First off I wanna give props to the writers for this remake and to the director Breck Eisner. The writing of the remake was good, and without a good vision by the director, this would've done much worse. Now I'm not saying this is a masterpiece, it's not. No new ground is broken in the zombie-horror, but it is quite a good watch. It's not a "She opens the mirror to get some pills. As she closes the mirror, the killer is behind her. *Cue loud music* She screams and fights off the killer." It a subtle horror film, where you see the crazy person in the background when the character doesn't and then the camera pans away from the spot for a second and it's gone. Timothy Olyphant plays the hero detective quite well. He plays David like he knows what he's doing, but not in over the top or extraordinary way. Just a young sheriff who knows the town and wants to help as many people as possible. Radha Mitchell plays Davids wife Judy, and the town doctor well. I liked the fact at throughout the whole movie, she had the desire to save the other people in the town. Most likely nostalgia and doctor instinct, but it added a certain kindness we don't see out of many characters in the horror genre. Also it doesn't hurt to have the pretty girl be smart AND survive the whole movie. The last performance I wanna touch on, is my favorite of the three, it's Joe Anderson playing Deputy Russell Clark. He does it so well, and I think he made the teamwork with David as sheriff work. From stepping in to, literally, save his balls at the morgue. To near the end when he asks to walk with David and Judy for awhile longer and sacrifices himself to let them live were two VERY well shot, and acted scenes on his part. Even to the part where he shoots two of the crazies in the head for good measure. Afterward all he said was "Just had to be sure", and that's what all of these type of movies need, finality and recognition of the kills.

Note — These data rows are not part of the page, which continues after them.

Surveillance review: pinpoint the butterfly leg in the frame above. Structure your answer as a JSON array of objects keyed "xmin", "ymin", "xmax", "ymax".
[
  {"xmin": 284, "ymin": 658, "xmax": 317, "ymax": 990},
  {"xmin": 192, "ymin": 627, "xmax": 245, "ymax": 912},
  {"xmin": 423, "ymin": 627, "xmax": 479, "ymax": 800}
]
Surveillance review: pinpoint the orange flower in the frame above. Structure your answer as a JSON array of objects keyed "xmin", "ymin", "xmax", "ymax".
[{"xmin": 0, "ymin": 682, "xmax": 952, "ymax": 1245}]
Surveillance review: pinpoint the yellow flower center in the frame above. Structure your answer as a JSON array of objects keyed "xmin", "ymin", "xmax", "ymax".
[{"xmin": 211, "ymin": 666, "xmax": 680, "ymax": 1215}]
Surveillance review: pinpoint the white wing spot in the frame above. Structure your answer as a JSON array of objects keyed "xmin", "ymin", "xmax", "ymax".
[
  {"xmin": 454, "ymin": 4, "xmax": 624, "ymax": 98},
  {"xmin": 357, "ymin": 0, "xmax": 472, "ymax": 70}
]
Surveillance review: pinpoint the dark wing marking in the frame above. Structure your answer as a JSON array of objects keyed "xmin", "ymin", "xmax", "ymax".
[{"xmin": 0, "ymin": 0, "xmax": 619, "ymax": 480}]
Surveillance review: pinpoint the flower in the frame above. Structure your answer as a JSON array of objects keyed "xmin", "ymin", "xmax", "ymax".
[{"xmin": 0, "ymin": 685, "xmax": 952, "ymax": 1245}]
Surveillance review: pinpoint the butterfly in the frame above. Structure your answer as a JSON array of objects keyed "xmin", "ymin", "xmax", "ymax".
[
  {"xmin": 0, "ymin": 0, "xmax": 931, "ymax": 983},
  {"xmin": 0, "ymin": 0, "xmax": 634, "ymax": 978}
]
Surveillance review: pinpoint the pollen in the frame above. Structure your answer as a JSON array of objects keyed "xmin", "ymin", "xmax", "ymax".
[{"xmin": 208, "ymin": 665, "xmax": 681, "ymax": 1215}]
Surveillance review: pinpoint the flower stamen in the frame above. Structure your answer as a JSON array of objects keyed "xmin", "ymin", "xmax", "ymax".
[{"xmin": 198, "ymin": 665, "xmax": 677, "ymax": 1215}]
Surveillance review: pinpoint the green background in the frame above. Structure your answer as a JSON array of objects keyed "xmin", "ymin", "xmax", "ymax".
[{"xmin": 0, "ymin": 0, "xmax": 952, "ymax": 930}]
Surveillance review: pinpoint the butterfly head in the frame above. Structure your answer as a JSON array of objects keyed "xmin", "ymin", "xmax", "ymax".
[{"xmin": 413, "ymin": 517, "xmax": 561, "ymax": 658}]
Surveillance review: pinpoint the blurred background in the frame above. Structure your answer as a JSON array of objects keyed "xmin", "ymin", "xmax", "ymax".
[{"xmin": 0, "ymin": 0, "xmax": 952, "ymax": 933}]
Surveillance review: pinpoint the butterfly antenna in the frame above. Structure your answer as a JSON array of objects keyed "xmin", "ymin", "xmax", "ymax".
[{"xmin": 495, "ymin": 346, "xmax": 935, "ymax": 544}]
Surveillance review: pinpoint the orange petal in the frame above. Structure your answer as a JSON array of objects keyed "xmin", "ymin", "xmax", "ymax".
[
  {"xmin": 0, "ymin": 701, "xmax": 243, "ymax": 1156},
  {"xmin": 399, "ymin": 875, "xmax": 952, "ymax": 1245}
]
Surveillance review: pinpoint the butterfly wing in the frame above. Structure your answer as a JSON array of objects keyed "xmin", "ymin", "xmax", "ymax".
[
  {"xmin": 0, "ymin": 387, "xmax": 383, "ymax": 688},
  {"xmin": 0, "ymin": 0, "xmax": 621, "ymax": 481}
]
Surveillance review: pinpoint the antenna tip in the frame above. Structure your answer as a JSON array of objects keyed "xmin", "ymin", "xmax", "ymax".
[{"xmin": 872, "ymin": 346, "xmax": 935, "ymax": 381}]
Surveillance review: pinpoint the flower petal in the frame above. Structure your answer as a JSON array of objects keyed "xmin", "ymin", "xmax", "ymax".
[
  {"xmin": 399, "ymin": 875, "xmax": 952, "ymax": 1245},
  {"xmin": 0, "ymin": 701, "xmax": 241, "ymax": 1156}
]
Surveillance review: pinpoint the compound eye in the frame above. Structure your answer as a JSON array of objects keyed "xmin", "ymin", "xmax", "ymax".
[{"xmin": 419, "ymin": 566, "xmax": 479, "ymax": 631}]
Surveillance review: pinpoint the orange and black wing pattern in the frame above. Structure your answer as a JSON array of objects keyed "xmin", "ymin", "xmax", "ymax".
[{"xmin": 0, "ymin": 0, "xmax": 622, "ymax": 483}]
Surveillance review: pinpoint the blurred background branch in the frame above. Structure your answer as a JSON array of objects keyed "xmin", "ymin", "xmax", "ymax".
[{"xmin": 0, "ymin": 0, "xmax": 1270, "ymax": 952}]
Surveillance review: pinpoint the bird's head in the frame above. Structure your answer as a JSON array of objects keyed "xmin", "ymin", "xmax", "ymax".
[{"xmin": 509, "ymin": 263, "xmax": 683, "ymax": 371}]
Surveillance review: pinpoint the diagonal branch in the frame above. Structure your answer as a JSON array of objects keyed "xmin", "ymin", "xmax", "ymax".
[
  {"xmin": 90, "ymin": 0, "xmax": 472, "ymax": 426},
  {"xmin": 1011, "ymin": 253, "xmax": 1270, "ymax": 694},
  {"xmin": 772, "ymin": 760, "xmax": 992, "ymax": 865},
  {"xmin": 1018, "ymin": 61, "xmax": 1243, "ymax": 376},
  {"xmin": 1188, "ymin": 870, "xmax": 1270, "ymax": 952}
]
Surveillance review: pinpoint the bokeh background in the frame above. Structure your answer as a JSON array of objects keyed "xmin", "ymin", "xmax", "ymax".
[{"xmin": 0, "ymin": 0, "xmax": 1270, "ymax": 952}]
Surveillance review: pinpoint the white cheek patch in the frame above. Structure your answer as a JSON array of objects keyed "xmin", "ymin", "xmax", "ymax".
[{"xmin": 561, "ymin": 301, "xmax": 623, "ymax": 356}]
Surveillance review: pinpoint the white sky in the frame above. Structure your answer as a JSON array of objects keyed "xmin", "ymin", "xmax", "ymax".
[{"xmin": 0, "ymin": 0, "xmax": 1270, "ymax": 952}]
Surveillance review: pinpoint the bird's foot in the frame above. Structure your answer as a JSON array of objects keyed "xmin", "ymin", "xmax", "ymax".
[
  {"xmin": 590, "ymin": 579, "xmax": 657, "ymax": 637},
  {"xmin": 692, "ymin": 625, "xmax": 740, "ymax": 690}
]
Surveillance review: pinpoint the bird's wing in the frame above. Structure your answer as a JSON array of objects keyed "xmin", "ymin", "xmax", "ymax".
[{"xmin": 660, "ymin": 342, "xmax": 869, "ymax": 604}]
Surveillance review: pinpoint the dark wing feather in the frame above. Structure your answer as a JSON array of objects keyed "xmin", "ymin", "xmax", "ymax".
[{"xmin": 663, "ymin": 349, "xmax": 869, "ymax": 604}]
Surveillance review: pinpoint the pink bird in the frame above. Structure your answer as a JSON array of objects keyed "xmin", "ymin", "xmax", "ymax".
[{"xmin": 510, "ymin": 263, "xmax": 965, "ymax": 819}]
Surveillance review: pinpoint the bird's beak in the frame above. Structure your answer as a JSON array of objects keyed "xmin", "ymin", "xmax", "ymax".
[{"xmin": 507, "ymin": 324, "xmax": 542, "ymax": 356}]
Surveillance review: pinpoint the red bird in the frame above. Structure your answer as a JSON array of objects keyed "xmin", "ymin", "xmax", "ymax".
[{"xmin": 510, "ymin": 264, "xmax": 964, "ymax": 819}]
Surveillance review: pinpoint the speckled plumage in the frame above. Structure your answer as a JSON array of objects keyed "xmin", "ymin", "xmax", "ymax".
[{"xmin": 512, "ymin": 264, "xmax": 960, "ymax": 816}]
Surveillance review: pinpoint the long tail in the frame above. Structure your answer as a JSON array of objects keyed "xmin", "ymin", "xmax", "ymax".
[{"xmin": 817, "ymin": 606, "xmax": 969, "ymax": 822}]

Rotten Tomatoes has this, horror film mind you, at 71% and Megacritic is a little lower at 55%. I'm leaning more towards RT on this one. The acting was way better than it needed to be for a horror film like this, the premise was good, there wasn't a lot of cheap scares, and the directing/cinematography was great. Sure we've seen about a million zombie films in the last 10 years, and most of them are duds. But every once in awhile comes a great one, and this movie was one of them. I liked it more than Cop Out, and Shutter Island. But I'm not giving it a higher rating than Shutter Island. Why? Because Shutter Island was directed, acted and shot brilliantly. Sure, I praised this movie for that and I say it's the best of the year I've seen so far. But, I like to rate on scales based on everything in the movie. So while I LIKED this more, Shutter was done BETTER. After that monologue at the end, bottom line. This is a horror film that worked well, see it.